Spectacular Brooding

Harmony Holiday

About

Opening Reception: April 11 at 6 PM RSVP

Harmony Holiday: Spectacular Brooding investigates the spectacles and secrets of black grief. Considering the tension between private ritual and public display within this tradition, the Los Angeles-based artist’s exhibition considers what she calls the “Black Backstage” as a zone of sacred privacy that makes the spectacularization of performance bearable. In contrast to commercial reproduction of music, dance, and film that distorts black artistry, Harmony positions the home and the studio as intimate spaces of black creative life. 

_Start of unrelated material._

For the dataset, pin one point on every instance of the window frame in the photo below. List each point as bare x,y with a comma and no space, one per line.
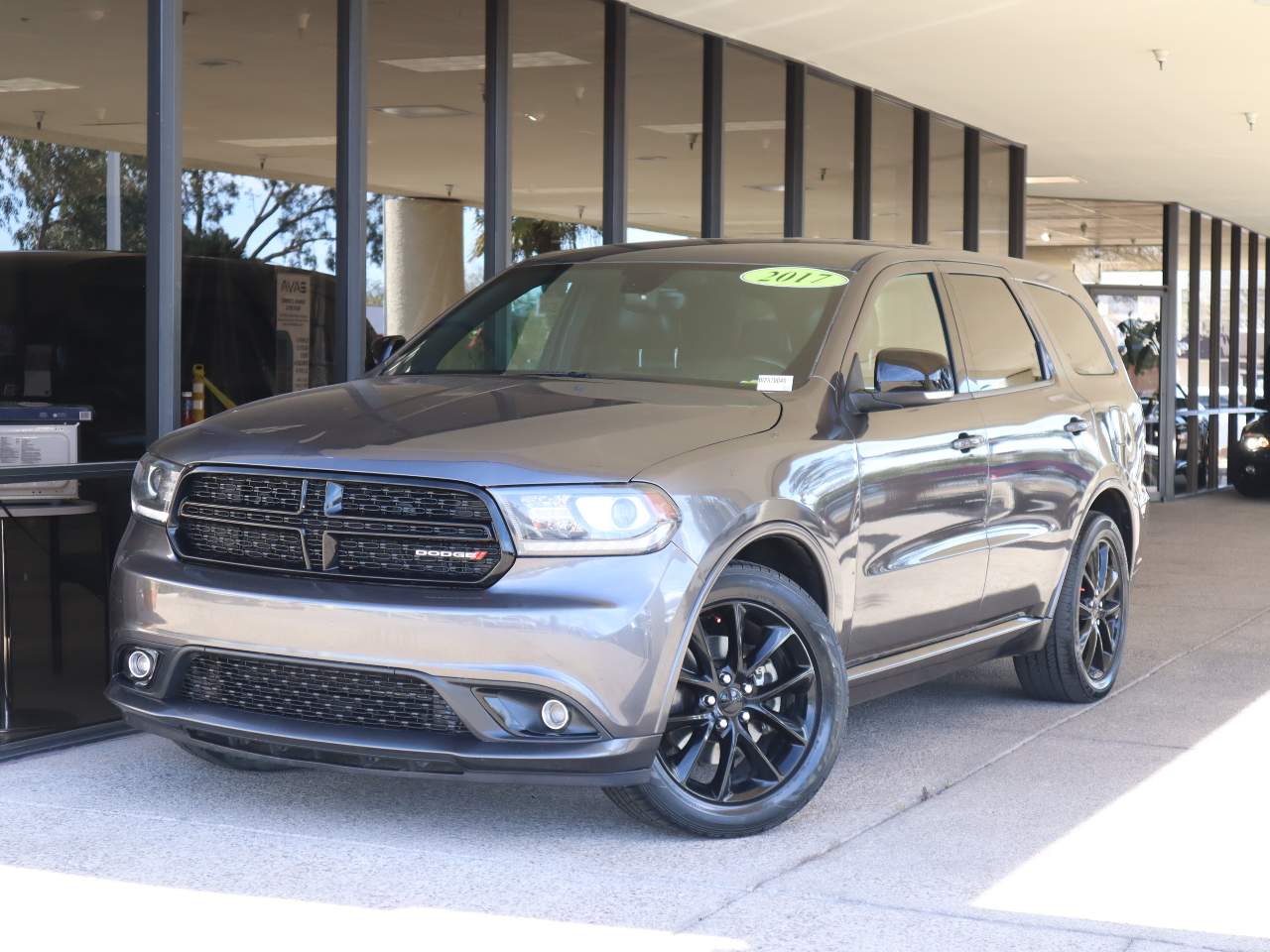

The exhibition divides the gallery into two spaces: the dance studio and the cutting room. In the studio, Holiday will rehearse live and record her preparatory process towards the performance of a solo dance, which marks a return to live dance performance for the first time in decades. Holiday’s choreography will consider iconic expressions of black grieving in choreography by Alvin Ailey, Judith Jamison, Bill T. Jones, Katherine Dunham, and Robert Battle, as well as gestures of black performance and everyday life in digital culture. A mourner’s bench will provide a place of solitude and public memorial, inviting people to listen to oral histories and to engage with Holiday’s own writing. In the cutting room, Holiday will screen an excerpt of a new film that considers these themes through a documentary of a living artist.

 

about the artist

Harmony Holiday is a writer and interdisciplinary artist working across dance, film, music and archives of black culture. She is the author of 5 collections of poetry including Hollywood Forever (2022) and Maafa (2025). She curates a standing archive space for griot poetics and a related performance and events series at the Los angeles music and archive venue 2220arts. Holiday is a staff writer for LA Times Image and 4Columns and has had featured writing in The New Yorker, Bookforum, Harper’s Magazine, The Paris Review, and The Drift, among others. Her first solo exhibition, Black Backstage, exploring the aspects of black performance culture that cannot be spectacularized through film and sound sculpture, was presented at The Kitchen in New York in 2024. Holiday won a 2025 Creative Capital Award and has received fellowships from The Poetry Foundation, Silver’s Foundation, The Rabkin Foundation, and the Schomburg Center for Research in Black Culture, among other awards for her writing. Holiday is currently working on a biography of Abbey Lincoln for Yale University Press, a book of memoir and music criticism, and her next collection of poems, among other writing, film, and curatorial projects.